Loop unrolling is no longer just a neat trick to save a few cycles on a branch instruction. It is a mandatory structural requirement for modern performance engineering. As hardware grows wider and deeper, software must unroll to keep pace, generating massive, uninterrupted streams of compute to keep the silicon fed.

References

Disclaimer: This article was generated using the Gemini 3.1 Pro model.

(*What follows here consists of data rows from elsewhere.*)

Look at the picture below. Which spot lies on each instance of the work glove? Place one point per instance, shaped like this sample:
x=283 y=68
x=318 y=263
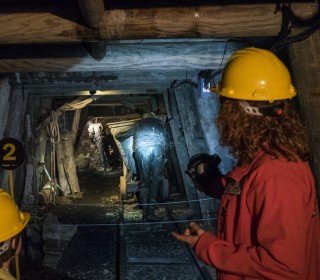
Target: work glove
x=203 y=170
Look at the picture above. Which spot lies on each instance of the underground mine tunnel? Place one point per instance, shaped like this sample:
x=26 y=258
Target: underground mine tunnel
x=107 y=109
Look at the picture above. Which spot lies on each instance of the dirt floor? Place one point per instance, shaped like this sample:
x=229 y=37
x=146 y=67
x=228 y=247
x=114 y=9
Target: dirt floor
x=81 y=239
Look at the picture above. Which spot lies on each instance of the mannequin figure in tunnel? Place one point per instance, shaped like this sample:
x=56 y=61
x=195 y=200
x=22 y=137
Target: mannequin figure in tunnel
x=268 y=218
x=150 y=153
x=108 y=156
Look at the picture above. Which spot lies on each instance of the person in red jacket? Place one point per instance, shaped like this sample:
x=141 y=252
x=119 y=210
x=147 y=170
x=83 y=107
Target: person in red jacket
x=268 y=221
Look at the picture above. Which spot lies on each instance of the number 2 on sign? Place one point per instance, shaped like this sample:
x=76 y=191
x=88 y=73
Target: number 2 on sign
x=9 y=155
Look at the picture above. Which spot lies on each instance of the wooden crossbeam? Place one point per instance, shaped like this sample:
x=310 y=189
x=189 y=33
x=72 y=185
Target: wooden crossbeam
x=121 y=57
x=250 y=20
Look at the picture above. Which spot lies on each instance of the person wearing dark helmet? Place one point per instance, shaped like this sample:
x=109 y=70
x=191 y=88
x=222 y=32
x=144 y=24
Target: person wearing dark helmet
x=12 y=223
x=150 y=146
x=268 y=222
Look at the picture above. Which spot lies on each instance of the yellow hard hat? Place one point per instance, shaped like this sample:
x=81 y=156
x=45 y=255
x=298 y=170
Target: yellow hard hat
x=255 y=74
x=12 y=221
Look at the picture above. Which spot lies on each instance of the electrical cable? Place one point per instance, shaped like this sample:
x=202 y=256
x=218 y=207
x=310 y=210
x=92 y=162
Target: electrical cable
x=145 y=204
x=296 y=38
x=291 y=20
x=134 y=223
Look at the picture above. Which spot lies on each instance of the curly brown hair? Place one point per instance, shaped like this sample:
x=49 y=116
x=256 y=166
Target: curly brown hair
x=283 y=137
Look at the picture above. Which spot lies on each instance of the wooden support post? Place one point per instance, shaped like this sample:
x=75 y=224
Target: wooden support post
x=305 y=64
x=207 y=105
x=63 y=180
x=30 y=190
x=15 y=129
x=180 y=145
x=41 y=143
x=4 y=101
x=75 y=125
x=92 y=12
x=69 y=163
x=193 y=134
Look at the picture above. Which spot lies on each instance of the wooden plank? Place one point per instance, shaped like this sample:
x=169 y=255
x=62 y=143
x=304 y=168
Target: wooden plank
x=195 y=141
x=69 y=162
x=180 y=146
x=197 y=21
x=92 y=12
x=30 y=190
x=120 y=57
x=15 y=129
x=41 y=143
x=4 y=101
x=305 y=64
x=207 y=105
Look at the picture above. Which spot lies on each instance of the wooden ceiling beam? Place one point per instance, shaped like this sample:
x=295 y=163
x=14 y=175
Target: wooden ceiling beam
x=92 y=12
x=71 y=93
x=250 y=20
x=121 y=57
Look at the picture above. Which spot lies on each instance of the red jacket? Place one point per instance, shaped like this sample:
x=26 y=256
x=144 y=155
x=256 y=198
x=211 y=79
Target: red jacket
x=268 y=226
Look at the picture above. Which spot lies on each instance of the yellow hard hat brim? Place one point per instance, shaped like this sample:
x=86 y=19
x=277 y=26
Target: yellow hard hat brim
x=25 y=217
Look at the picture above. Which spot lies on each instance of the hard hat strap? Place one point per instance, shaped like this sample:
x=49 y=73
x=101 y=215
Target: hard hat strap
x=271 y=110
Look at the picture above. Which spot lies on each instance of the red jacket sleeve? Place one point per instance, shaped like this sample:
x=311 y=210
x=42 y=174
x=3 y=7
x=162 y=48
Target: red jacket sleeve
x=281 y=209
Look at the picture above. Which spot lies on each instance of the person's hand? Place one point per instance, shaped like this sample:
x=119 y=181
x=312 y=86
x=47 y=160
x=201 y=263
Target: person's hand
x=191 y=235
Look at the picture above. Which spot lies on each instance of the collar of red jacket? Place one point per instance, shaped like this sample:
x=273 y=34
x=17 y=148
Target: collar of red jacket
x=240 y=171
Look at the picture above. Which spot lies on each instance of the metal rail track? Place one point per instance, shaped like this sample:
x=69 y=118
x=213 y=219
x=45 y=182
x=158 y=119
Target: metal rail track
x=123 y=261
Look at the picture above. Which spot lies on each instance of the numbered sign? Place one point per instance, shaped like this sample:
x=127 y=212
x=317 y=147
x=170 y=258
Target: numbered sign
x=12 y=153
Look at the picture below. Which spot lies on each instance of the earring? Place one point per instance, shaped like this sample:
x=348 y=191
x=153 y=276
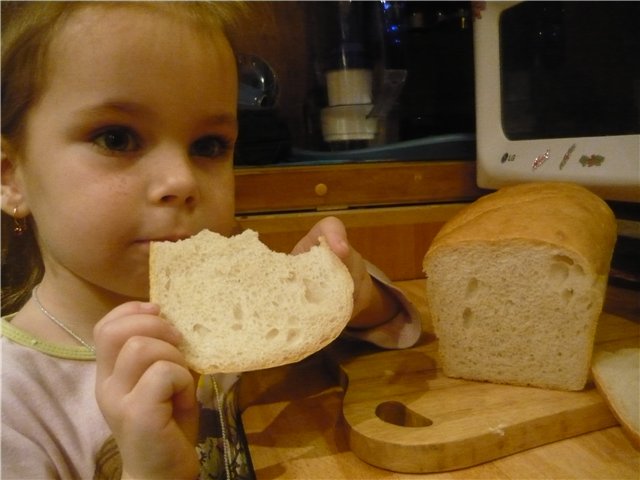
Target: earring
x=19 y=224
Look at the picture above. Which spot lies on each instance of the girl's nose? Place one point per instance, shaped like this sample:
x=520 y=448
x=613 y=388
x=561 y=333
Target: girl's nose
x=174 y=179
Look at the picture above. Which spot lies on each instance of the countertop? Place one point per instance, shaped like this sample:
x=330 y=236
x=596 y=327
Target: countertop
x=295 y=428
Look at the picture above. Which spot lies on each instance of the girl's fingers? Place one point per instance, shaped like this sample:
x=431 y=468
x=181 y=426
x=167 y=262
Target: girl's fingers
x=137 y=357
x=124 y=322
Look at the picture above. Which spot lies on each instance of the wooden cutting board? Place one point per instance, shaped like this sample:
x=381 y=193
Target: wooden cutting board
x=403 y=414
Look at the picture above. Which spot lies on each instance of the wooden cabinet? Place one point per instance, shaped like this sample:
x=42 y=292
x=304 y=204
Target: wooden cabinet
x=392 y=210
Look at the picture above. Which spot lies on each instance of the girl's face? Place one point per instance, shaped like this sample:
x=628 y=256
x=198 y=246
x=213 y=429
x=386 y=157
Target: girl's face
x=131 y=141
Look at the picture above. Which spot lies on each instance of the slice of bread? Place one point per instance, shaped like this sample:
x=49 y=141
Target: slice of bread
x=516 y=283
x=241 y=306
x=617 y=376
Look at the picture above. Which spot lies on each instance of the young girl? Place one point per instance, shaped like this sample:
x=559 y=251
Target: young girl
x=118 y=126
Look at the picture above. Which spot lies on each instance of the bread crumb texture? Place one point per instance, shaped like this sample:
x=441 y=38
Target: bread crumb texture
x=241 y=306
x=514 y=297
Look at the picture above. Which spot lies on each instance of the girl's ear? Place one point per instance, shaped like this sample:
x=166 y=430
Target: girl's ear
x=13 y=199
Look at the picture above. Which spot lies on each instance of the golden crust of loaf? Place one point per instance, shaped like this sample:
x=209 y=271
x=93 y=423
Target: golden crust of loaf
x=557 y=213
x=516 y=283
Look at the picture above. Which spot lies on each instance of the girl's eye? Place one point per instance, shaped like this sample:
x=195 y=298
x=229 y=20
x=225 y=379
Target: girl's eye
x=210 y=146
x=117 y=139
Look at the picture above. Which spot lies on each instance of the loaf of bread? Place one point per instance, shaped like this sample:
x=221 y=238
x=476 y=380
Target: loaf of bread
x=241 y=306
x=617 y=376
x=516 y=283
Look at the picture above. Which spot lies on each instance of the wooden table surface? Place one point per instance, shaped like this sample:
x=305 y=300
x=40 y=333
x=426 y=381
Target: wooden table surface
x=295 y=428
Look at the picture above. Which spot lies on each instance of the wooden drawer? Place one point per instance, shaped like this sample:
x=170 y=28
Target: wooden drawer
x=394 y=238
x=321 y=187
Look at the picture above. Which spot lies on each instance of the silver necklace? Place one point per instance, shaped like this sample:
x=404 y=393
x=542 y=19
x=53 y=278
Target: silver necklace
x=89 y=347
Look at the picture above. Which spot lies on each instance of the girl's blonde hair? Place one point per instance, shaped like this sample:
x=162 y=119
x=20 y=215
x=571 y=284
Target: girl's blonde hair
x=27 y=31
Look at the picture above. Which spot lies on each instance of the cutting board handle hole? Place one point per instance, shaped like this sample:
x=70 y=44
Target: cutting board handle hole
x=397 y=413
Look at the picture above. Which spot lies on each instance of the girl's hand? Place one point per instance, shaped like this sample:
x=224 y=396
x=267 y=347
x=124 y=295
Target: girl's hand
x=146 y=393
x=372 y=305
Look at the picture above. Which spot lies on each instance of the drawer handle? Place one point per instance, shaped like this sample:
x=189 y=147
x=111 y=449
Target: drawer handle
x=321 y=189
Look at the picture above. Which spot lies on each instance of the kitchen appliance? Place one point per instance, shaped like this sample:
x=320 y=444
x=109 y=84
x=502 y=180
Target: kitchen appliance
x=558 y=95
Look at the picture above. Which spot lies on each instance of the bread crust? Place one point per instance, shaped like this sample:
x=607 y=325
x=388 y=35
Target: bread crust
x=516 y=283
x=556 y=213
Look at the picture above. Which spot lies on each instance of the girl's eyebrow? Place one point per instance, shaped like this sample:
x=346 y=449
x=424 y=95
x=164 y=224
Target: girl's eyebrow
x=136 y=109
x=111 y=107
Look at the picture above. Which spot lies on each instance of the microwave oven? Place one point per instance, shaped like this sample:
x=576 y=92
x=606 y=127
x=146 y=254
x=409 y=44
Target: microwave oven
x=558 y=95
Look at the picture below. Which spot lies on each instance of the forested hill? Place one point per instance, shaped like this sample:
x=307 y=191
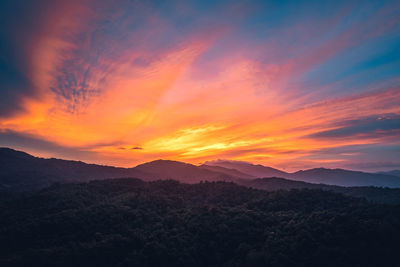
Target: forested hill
x=128 y=222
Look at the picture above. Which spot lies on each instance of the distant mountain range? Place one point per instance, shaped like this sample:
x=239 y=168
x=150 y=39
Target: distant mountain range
x=20 y=171
x=318 y=175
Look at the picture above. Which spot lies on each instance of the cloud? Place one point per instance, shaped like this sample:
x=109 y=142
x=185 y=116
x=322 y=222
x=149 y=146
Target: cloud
x=43 y=147
x=372 y=126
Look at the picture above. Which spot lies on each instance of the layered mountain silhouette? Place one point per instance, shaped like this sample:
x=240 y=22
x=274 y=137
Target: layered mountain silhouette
x=248 y=168
x=20 y=171
x=392 y=172
x=317 y=175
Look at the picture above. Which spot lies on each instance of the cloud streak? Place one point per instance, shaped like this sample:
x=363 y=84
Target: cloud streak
x=124 y=82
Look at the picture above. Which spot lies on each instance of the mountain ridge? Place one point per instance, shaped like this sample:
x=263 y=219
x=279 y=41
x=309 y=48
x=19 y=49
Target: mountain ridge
x=22 y=171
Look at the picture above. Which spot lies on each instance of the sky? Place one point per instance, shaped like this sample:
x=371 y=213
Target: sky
x=287 y=84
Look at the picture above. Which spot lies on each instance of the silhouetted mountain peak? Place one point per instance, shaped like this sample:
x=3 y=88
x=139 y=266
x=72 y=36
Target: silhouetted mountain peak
x=248 y=168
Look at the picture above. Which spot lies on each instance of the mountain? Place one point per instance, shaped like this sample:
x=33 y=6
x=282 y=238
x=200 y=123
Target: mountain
x=338 y=177
x=392 y=172
x=129 y=222
x=20 y=171
x=248 y=168
x=370 y=193
x=230 y=172
x=184 y=172
x=345 y=177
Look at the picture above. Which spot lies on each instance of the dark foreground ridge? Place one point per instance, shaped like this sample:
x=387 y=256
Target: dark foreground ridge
x=129 y=222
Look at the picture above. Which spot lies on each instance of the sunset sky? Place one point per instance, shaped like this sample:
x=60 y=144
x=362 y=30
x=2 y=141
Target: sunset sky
x=288 y=84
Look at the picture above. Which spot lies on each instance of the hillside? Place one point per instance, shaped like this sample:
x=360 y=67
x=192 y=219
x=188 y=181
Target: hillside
x=184 y=172
x=338 y=177
x=370 y=193
x=128 y=222
x=345 y=178
x=248 y=168
x=20 y=171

  1. Russell, R. M. (1978). The CRAY-1 Computer System. Communications of the ACM, 21(1), 63-72. (Demonstrating early reliance on loop unrolling and software pipelining for vector and supercomputing machines). ↩︎

  2. Hennessy, J. L., & Patterson, D. A. (2017). Computer Architecture: A Quantitative Approach. Morgan Kaufmann. (Covers Instruction-Level Parallelism (ILP), OoO execution, and how software loop unrolling exposes parallelism to the hardware). ↩︎

  3. Muchnick, S. S. (1997). Advanced Compiler Design and Implementation. Morgan Kaufmann. (A foundational text detailing classic loop optimizations, including unrolling, that are universally taught in compiler courses). ↩︎

  4. NVIDIA Corporation. CUDA C++ Best Practices Guide. (Provides practical guidelines on how loop unrolling increases register usage, which can reduce active warp occupancy). ↩︎

  5. Tillet, P., Kung, H. T., & Cox, D. (2019). Triton: an intermediate language and compiler for tiled neural network computations. MAPL 2019. ↩︎

  6. Jouppi, N. P., et al. (2017). In-datacenter performance analysis of a tensor processing unit. ISCA, 2017. (Primary source for TPU architecture, loop tiling, and systolic execution). ↩︎

  7. NVIDIA Corporation. (2020). NVIDIA A100 Tensor Core GPU Architecture. (Documentation of the Ampere architecture, including the WMMA (Warp Matrix Multiply Accumulate) API, which explicitly requires unrolled inner loops to saturate the Tensor Cores). (Link↩︎

  8. AWS. AWS Trainium and Inferentia Architecture. (Overview of Amazon’s custom machine learning accelerators, which utilize spatial dataflow engines and heavily rely on loop unrolling to maximize utilization during LLM inference and training). (Link↩︎

  9. Intel Corporation. Intel Gaudi AI Accelerator Architecture. (Details Intel’s purpose-built deep learning processors, which employ Matrix Multiplication Engines (MMEs) and spatial execution models that benefit from aggressive compiler-level unrolling). (Link↩︎

  10. Xu, R., Ma, S., Guo, Y., & Li, D. (2023). A Survey of Design and Optimization for Systolic Array-based DNN Accelerators. ACM Computing Surveys, 56(1), Article 20. (Details how loop unrolling is mapped spatially onto physical processing elements and dictates dataflow models). ↩︎

  11. Kwon, H., Chatarasi, P., Pellauer, M., Parashar, A., Sarkar, V., & Krishna, T. (2019). Understanding Reuse, Performance, and Hardware Cost of DNN Dataflows: A Data-Centric Approach. MICRO 2019. (Introduces the MAESTRO model, providing a formal understanding of dataflow mapping and loop unrolling on spatial hardware). ↩︎

This post is licensed under CC BY 4.0 by the author.